List of Cattell's innovations and accomplishments
- Definition of the three domains of the personality sphere (the totality of factorial measurements of the personality, ability, and motivation)
- Fluid and crystallized intelligence
- State and trait measurement of personality
- The Scree Test (using the curve of latent roots to judge the number of factors)
- The Procrustes factor analysis rotation program (for testing a hypothesized factor structure)
- The coefficient of profile similarity (taking account of shape, scatter, and level of two score profiles)
- The Dynamic Calculus (for assessing interests and motivation)
- P-technique factor analysis (for an occasion-by-variable matrix)
- The Taxonome program (for ascertaining the number and contents of clusters in a data set)
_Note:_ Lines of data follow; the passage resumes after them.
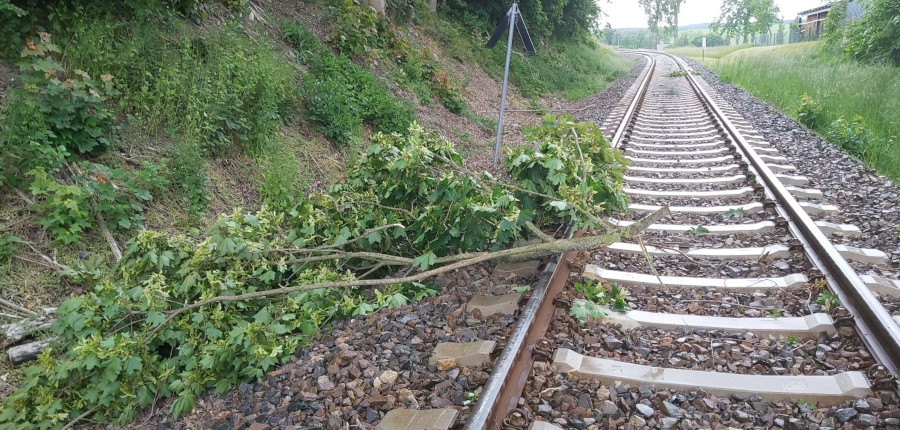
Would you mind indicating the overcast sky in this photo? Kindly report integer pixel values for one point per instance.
(627, 13)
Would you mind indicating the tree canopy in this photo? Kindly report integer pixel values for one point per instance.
(665, 11)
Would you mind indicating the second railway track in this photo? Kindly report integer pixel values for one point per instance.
(740, 311)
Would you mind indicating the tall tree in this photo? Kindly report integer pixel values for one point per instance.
(665, 11)
(609, 34)
(779, 36)
(745, 18)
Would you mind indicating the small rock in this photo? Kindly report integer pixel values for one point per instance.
(446, 364)
(584, 401)
(672, 410)
(796, 424)
(388, 377)
(644, 410)
(742, 416)
(866, 420)
(324, 383)
(608, 407)
(667, 423)
(612, 343)
(862, 406)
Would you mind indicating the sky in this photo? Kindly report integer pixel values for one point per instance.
(627, 13)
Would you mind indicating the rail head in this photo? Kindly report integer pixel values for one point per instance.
(485, 412)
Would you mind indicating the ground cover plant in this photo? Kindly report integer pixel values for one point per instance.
(848, 102)
(181, 315)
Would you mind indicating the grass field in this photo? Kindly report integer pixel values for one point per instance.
(711, 53)
(843, 88)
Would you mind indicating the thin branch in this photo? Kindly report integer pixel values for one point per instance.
(537, 232)
(86, 414)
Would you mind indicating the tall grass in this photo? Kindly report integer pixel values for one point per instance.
(571, 70)
(843, 88)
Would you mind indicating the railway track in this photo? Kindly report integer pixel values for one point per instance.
(744, 308)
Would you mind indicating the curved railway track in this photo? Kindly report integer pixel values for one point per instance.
(721, 296)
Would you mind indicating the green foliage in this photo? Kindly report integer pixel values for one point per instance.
(72, 103)
(612, 297)
(874, 37)
(122, 346)
(851, 136)
(280, 185)
(53, 114)
(216, 89)
(568, 69)
(415, 181)
(68, 210)
(809, 112)
(572, 160)
(558, 19)
(357, 30)
(745, 18)
(828, 300)
(842, 87)
(187, 173)
(584, 310)
(65, 209)
(340, 95)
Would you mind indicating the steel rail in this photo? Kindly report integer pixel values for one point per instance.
(501, 393)
(875, 325)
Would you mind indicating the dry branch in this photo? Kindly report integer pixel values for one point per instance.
(523, 252)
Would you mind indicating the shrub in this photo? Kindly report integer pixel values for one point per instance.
(809, 112)
(72, 103)
(67, 211)
(568, 159)
(281, 184)
(188, 174)
(340, 95)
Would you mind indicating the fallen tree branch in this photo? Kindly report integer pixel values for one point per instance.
(526, 252)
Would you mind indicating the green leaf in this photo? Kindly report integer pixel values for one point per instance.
(425, 260)
(560, 205)
(263, 316)
(155, 318)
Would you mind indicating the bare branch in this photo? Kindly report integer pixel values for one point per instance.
(529, 251)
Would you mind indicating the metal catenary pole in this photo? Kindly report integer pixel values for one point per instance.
(512, 28)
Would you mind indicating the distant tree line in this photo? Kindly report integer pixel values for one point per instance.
(873, 37)
(559, 19)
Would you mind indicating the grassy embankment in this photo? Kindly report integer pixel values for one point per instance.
(853, 105)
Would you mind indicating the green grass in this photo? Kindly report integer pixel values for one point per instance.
(570, 70)
(843, 88)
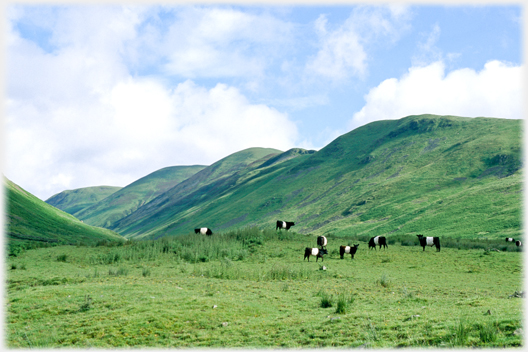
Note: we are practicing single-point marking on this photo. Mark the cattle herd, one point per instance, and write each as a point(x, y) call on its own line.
point(322, 241)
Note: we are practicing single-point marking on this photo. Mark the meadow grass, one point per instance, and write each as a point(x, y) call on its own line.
point(254, 290)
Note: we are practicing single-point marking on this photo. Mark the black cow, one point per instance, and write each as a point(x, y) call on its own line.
point(378, 240)
point(429, 241)
point(348, 250)
point(314, 251)
point(204, 231)
point(322, 242)
point(284, 225)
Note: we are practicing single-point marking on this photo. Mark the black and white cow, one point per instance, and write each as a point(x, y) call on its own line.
point(378, 240)
point(429, 241)
point(204, 231)
point(318, 253)
point(348, 250)
point(284, 225)
point(322, 242)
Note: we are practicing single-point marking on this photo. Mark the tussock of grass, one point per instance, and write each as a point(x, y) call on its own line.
point(280, 301)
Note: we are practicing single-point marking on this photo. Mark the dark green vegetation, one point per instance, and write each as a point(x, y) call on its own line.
point(185, 199)
point(251, 288)
point(130, 198)
point(72, 201)
point(32, 223)
point(433, 175)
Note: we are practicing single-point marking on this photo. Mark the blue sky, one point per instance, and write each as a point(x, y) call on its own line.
point(103, 95)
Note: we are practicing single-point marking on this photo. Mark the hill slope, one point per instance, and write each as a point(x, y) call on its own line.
point(72, 201)
point(202, 185)
point(138, 193)
point(436, 175)
point(31, 219)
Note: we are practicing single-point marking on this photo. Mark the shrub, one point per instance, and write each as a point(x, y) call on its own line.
point(118, 272)
point(145, 272)
point(460, 334)
point(326, 300)
point(487, 332)
point(341, 304)
point(87, 305)
point(384, 281)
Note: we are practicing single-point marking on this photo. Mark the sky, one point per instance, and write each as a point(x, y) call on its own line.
point(106, 94)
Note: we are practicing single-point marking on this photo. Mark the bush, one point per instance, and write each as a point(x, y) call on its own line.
point(384, 281)
point(341, 304)
point(145, 272)
point(62, 258)
point(326, 300)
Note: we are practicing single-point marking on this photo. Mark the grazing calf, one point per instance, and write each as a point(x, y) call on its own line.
point(314, 251)
point(204, 231)
point(348, 250)
point(284, 225)
point(429, 241)
point(378, 240)
point(322, 242)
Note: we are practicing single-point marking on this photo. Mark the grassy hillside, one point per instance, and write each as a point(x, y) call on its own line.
point(252, 289)
point(128, 199)
point(435, 175)
point(30, 219)
point(204, 185)
point(72, 201)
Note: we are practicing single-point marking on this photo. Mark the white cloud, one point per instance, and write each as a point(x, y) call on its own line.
point(342, 51)
point(223, 43)
point(495, 91)
point(77, 117)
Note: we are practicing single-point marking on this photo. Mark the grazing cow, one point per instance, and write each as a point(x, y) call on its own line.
point(348, 250)
point(284, 225)
point(322, 242)
point(204, 231)
point(378, 240)
point(314, 251)
point(429, 241)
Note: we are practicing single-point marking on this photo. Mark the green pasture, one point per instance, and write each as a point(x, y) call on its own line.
point(252, 288)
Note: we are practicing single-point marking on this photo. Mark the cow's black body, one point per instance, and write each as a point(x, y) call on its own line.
point(284, 225)
point(320, 253)
point(435, 242)
point(382, 241)
point(204, 230)
point(351, 250)
point(322, 242)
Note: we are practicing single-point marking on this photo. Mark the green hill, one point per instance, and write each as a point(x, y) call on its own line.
point(201, 187)
point(72, 201)
point(435, 175)
point(30, 219)
point(128, 199)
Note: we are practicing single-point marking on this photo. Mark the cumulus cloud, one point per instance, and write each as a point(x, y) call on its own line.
point(342, 51)
point(76, 116)
point(495, 91)
point(220, 42)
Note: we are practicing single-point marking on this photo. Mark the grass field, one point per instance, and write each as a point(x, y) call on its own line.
point(251, 288)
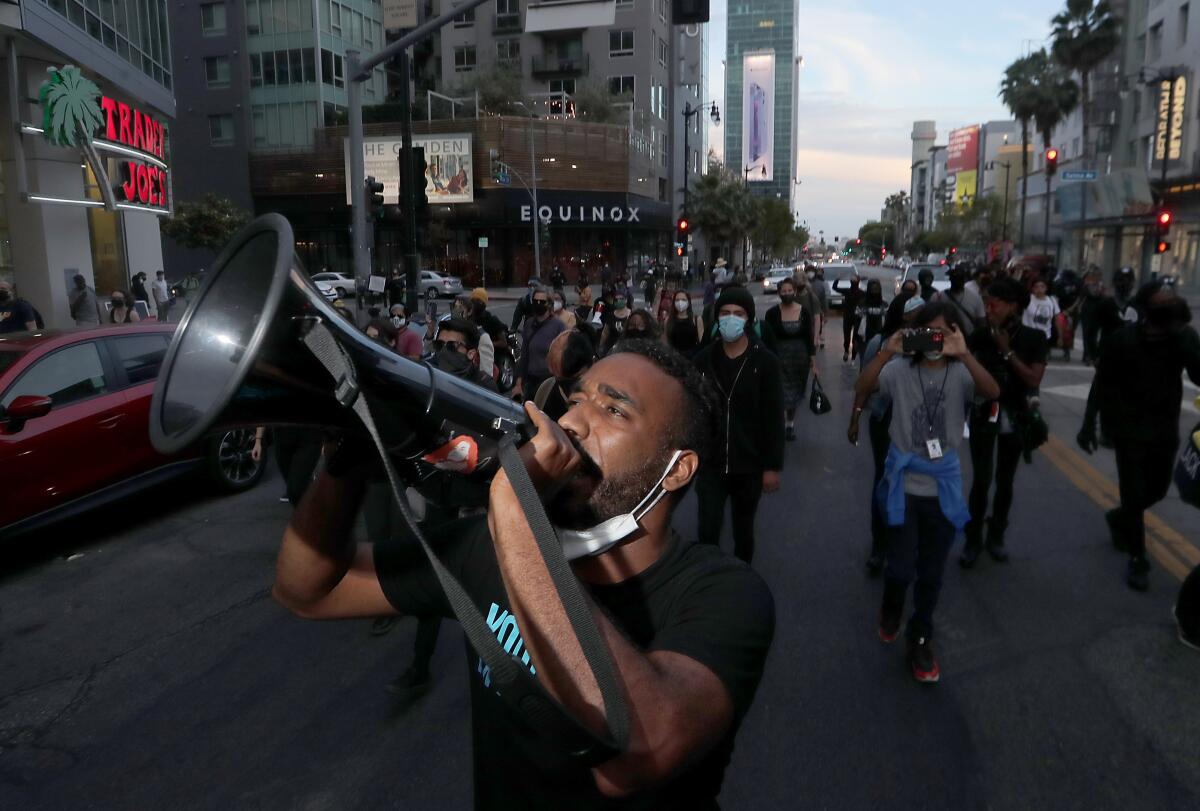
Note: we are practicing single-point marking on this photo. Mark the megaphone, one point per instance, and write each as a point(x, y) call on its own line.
point(239, 359)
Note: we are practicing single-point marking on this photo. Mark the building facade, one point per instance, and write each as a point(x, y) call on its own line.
point(70, 209)
point(760, 84)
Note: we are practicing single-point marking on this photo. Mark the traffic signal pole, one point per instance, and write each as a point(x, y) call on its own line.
point(358, 70)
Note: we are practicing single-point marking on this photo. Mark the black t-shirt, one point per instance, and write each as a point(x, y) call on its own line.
point(695, 600)
point(1029, 344)
point(15, 314)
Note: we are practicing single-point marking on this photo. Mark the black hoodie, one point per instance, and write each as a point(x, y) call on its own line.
point(751, 436)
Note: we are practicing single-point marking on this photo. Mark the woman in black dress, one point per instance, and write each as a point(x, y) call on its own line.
point(787, 331)
point(684, 329)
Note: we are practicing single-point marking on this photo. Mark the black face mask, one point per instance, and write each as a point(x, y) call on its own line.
point(454, 362)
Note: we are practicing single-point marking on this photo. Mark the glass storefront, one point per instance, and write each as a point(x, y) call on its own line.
point(107, 242)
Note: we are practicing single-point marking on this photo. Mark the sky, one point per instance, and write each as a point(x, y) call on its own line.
point(871, 68)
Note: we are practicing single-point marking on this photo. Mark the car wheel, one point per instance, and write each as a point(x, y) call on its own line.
point(231, 464)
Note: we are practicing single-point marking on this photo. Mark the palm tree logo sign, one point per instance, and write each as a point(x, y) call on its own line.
point(71, 107)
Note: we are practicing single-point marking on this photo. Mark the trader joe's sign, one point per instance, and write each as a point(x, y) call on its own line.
point(76, 113)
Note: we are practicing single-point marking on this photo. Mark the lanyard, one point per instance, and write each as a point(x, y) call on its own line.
point(924, 397)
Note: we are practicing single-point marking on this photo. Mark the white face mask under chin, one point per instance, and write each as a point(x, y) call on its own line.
point(583, 542)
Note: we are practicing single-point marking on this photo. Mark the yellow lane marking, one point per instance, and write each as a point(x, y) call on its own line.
point(1170, 548)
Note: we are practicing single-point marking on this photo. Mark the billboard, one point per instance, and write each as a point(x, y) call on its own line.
point(449, 179)
point(963, 154)
point(759, 116)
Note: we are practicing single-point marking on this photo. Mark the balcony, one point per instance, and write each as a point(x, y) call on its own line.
point(558, 66)
point(504, 24)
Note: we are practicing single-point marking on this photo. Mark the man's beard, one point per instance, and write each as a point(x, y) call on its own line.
point(611, 497)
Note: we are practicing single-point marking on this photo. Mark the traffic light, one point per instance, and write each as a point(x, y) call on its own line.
point(689, 12)
point(1051, 162)
point(375, 197)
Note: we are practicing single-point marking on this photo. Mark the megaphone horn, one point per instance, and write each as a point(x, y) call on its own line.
point(238, 359)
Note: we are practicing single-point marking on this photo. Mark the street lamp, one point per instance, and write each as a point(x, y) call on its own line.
point(688, 113)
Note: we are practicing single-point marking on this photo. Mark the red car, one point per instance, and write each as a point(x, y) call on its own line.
point(75, 433)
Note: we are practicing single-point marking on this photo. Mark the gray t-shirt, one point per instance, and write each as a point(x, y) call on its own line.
point(928, 403)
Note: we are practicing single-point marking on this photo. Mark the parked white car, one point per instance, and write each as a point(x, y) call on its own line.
point(435, 286)
point(343, 283)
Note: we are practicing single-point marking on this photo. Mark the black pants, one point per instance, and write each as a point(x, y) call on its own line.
point(1187, 608)
point(297, 451)
point(917, 550)
point(994, 457)
point(1144, 475)
point(743, 490)
point(880, 444)
point(849, 337)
- The Basic Data Relations Box (the dimensions of experimental designs)
- Sampling of variables, as opposed to or in conjunction with sampling of persons
- Group syntality construct (the "personality" of a group)
- The factoring or repeated measures on single individuals to study fluctuating personality states
- Multiple Abstract Variance Analysis (with "specification equations" embodying genetic and environmental variables and their interactions)
- The founding of the Society for Multivariate Experimental Psychology and the journal Multivariate Behavioral Research
- Developed the CFIT or Culture Fair Intelligence Test
Political criticism and the APA Lifetime Achievement Award
Cattell has been criticized on the basis of his interests in eugenics, evolution and alternative cultures and political systems. Political critics also note that Cattell is known for laying out a mixture of Galtonian eugenics and theology called Beyondism, which he considered "a new morality from science," and that his work in this area was published numerous times in the Pioneer Fund's Mankind Quarterly and its editor, Roger Pearson, has published two of Cattell's monographs. Cattell was also a Pioneer Fund recipient. 
In 1994 he was one of 52 signatories on "Mainstream Science on Intelligence," an editorial written by Linda Gottfredson and published in the Wall Street Journal, which defended the findings on race and intelligence in The Bell Curve. 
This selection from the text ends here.